'Tiger-like' Harrington concentrates on usurping world No 1

Fresh from another major win, Ireland's 'greatest sportsman' outlines his plan to tackle Woods. James Corrigan reports from Oakland Hills, Michigan

When the cheers had eventually subsided, the high-fiving had slapped itself out and Sergio Garcia had gone off to wage his customary war against the fates, little Paddy Harrington looked up to his mother and said, "Does that mean Daddy's won the trophy again?" The lad was spot on, Daddy had just won the trophy again. And again and again and again... In fact, the silverware was dwarfing the Harrington's hotel room when they awoke here yesterday after their second Sunday night of wild celebration in four weeks. The Wanamaker Trophy is roughly four times the size of the Claret Jug that has been lugged around as part of their luggage set for the last two seasons and in terms of estimating what this means for Padraig Harrington – well, his standing in the game has become similarly super-sized.

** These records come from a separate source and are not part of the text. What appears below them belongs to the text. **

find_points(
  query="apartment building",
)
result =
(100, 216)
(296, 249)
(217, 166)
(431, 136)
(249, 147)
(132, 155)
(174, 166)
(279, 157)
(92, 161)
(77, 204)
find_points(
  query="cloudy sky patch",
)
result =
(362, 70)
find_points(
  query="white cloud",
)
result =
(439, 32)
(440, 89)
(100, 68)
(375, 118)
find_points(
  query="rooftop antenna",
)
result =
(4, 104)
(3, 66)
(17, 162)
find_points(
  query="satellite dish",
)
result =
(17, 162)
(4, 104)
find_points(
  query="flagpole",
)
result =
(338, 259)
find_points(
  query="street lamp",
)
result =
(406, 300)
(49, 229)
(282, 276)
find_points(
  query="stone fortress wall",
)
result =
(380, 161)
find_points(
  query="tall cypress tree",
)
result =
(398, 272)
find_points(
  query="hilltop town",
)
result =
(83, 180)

The rivals he conquered at Sunday's USPGA Championship were even prepared to evoke the "T" word when asked to put his third major victory of the last 13 months into some context. "That was Tiger-like, right there" said Ben Curtis, the American who shared second place with Garcia. "I wouldn't say, 'Watch out Mr Nicklaus, watch out Mr Woods', but he is playing some impressive golf."

Everyone and everything but the daft ranking system agrees that he is now the second best player in the world and thus the professional to provide the biggest threat when you know who returns from knee surgery next year. Yet far from wishing to continue his ferocious haymaking (there are some "ee-jits" out there already seeking to use that as a reason to diminish the staggering achievement of winning half of the last six majors) Harrington is counting down the hours until the Masters showdown. Woods will encounter an entirely different Padraig there.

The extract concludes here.